Wir alle sind Nutznießer von langwieriger Forschungsarbeit. Wie die wissenschaftlichen Durchbrüche entstehen, die unser Leben erleichtern, wissen wir aber in den wenigstens Fällen. Für sein neues Buch „Ways Of Knowing“ ist der in London lebende Fotograf Daniel Stier in die Labore der Universitäten und Institute hinabgestiegen.

Viele der mit einer Großformatkamera eingefangenen Fotos, die Stier zu Tage fördert, wirken wie aus einer anderen Welt: An der Ruhruniversität Bochum sitzt ein Mann in einem schallisolierten Raum und starrt auf eine Reihe ihn im Halbkreis umringender Lautsprecher.

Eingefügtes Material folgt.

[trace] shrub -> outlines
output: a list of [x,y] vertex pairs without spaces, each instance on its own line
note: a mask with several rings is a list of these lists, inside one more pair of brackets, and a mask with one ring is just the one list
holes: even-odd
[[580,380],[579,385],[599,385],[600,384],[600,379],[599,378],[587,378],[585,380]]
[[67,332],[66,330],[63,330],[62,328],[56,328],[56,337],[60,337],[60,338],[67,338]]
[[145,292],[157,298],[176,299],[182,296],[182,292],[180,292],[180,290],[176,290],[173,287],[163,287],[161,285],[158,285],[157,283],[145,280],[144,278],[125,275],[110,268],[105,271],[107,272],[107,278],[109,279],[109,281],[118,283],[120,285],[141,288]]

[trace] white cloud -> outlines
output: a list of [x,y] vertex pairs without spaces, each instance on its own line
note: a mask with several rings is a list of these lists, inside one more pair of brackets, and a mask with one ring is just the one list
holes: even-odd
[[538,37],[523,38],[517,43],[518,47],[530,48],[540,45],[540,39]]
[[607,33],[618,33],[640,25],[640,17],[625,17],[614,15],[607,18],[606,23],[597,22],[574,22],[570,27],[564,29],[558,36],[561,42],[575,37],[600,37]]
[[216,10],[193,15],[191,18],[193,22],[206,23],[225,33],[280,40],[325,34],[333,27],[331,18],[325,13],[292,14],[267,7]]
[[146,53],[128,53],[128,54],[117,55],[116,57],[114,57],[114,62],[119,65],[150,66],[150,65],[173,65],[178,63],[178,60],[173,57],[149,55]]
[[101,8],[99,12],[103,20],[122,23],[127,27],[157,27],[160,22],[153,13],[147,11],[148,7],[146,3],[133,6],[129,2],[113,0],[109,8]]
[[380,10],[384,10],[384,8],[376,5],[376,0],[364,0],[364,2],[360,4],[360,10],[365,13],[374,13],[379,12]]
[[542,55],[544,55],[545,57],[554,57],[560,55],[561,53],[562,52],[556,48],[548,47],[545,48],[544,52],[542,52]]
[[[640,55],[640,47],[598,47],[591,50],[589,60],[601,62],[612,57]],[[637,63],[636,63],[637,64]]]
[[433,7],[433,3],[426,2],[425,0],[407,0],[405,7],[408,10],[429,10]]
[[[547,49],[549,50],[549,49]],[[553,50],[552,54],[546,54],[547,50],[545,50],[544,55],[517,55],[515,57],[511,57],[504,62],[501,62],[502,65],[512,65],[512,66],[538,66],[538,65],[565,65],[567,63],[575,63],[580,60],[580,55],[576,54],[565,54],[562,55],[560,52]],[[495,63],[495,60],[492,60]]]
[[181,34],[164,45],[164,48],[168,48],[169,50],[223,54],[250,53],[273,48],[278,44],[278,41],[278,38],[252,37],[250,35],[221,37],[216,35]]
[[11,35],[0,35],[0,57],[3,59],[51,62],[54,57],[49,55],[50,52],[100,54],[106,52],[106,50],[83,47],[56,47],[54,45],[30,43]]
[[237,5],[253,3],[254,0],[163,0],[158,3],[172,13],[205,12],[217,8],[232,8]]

Eine Frau im aufgepumpten Silberanzug geht am Dortmunder Institut für Arbeitsforschung über ein Laufband und pustet dabei Luft in einen gelben Sack. Verdrahtete Körper kippen zur Seite oder sind in äußerst unbequem wirkende Vorrichtungen eingepfercht. Man könnte diese mal klobigen, mal filigranen Versuchsaufbauten für Multimedia-Installationen halten. Oder für Teile einer Fetisch-Performance. „Ich werde manchmal gefragt, ob ich das alles bei mir im Studio aufgebaut habe“, sagt Stier. „Aber das sind ausschließlich Aufnahmen, die vor Ort in wissenschaftlichen Einrichtungen entstanden sind.“

Als reine Fotoreportage, die Forscher bei ihrer Arbeit dokumentiert und ihren Alltag dem Betrachter näher bringt, will Stier „Ways Of Knowing“ nicht verstanden sehen. Ihm geht es vielmehr um die spezifische Ästhetik der abgebildeten Situationen.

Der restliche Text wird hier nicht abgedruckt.